As we follow this algorithm, we draw the path from one center to the next, until we reach $(\frac{a}{g},\frac{b}{g})$. Then we get the following picture. It looks almost like a straight line from $(1,1)$ to our goal, but it is only straight whenever we take two consecutive left turns or two consecutive right turns. Whenever we alternate between right and left, we have a proper angle, it only gets difficult to see this angle the farther out we get. If we write down a sequence of 1s and 0s, corresponding to the left and right turns we take, we get the exact same sequence as with the standard Euclidean algorithm.

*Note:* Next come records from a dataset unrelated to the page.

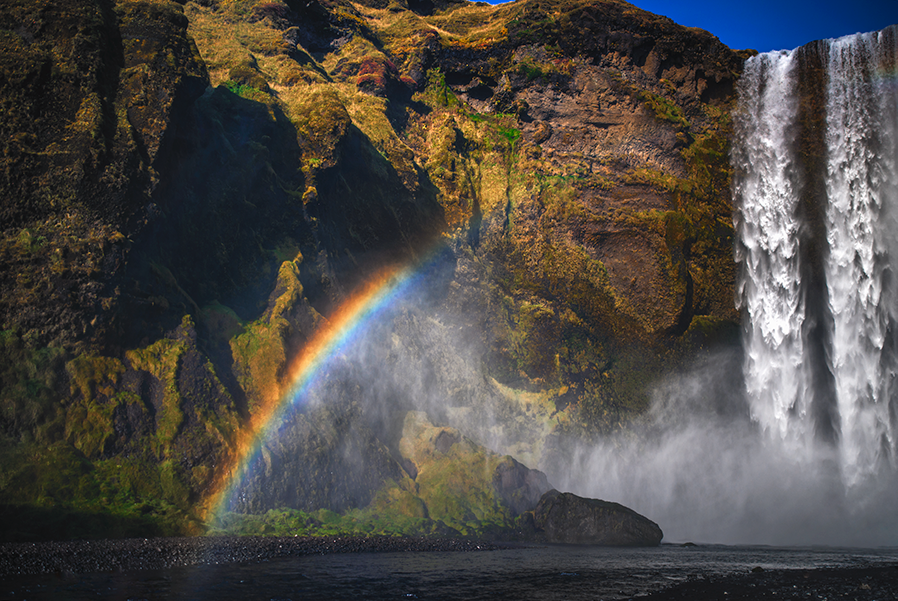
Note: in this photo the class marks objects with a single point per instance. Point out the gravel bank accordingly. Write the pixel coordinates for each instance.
(80, 557)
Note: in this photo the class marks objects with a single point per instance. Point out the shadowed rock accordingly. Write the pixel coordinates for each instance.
(567, 518)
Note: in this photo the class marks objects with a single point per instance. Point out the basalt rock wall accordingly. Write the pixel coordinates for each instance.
(190, 190)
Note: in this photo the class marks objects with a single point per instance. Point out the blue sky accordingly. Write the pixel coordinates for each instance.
(775, 24)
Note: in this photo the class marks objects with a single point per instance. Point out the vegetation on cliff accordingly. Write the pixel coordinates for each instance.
(190, 190)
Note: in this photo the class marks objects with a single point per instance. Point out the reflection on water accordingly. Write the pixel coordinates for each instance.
(545, 573)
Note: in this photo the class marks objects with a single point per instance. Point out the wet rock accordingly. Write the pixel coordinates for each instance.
(567, 518)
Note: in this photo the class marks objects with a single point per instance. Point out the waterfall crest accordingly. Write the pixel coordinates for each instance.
(827, 215)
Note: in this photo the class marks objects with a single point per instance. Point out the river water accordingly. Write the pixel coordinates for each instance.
(547, 573)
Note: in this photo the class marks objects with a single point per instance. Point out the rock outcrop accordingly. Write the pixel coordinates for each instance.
(567, 518)
(184, 207)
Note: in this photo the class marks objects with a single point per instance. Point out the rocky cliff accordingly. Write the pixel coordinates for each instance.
(190, 190)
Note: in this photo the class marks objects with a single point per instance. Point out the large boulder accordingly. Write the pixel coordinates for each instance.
(567, 518)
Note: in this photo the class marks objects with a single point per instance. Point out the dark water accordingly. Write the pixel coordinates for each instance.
(545, 573)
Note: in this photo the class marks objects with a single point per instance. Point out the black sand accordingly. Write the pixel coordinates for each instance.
(127, 555)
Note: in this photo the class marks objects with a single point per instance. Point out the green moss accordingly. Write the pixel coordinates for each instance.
(437, 92)
(162, 359)
(30, 407)
(664, 109)
(90, 375)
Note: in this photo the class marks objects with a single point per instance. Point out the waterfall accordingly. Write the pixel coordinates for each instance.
(816, 190)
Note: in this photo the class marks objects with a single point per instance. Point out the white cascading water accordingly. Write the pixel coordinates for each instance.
(802, 448)
(768, 225)
(860, 188)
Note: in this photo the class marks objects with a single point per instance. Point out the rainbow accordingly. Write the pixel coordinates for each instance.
(339, 331)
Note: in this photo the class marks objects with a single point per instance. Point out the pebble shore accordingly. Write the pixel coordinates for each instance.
(81, 557)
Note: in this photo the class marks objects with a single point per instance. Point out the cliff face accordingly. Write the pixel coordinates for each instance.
(190, 190)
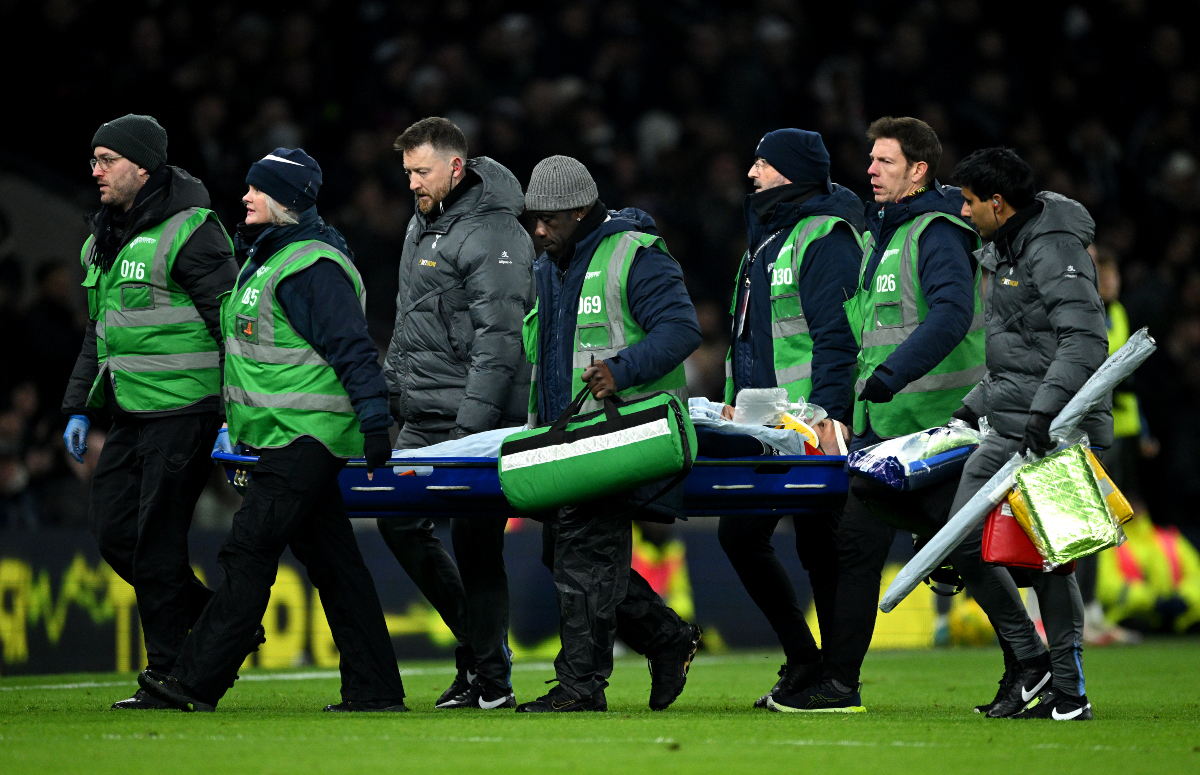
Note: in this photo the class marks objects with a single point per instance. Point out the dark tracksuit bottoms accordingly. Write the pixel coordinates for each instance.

The obvious next step is to draw the complete binary trees given by the above two visualizations of the Euclidean algorithm (up to a certain maximum depth). Drawing the first tree gives a big mess, because many of the edges of the tree overlap. You can clean up the picture by removing the lines and drawing only the points: In the code below comment the first definition of thisdrawing and uncomment the second. This then gives you a picture of all primitive lattice points (pairs of relatively prime numbers) in the plane at depth at most maxdepth in the tree.
The second variant of the Euclidean algorithm gives a much nicer picture, revealing the fractal nature of the set of primitive lattice points. The nodes of the tree, i.e., the points drawn in the picture are the starting points of the rays plotted in the 3d graph of the gcd given at the beginning of this post. In this way, this drawing of the tree gives the precise structure of the binary tree intuitively visible in the three-dimensional graph. One thing you may want to try is to increase the maxdepth of the tree to 10. (Warning: this may take much longer to render!) Note how far out from the origin some of the points at depths 10 are.
The reader may have observed that the binary tree described in this post gives us a very nice way of enumerating the rational numbers. Calkin and Wilf made this observation in the paper Recounting the Rationals, whence it is sometimes called the Calkin-Wilf tree, even though Euclid tree might be a better name as it is given by the Euclidean algorithm itself. As we have seen above, a look through the lens of lattice geometry tells us how to draw this tree in the plane and how to find it in the graph of the GCD.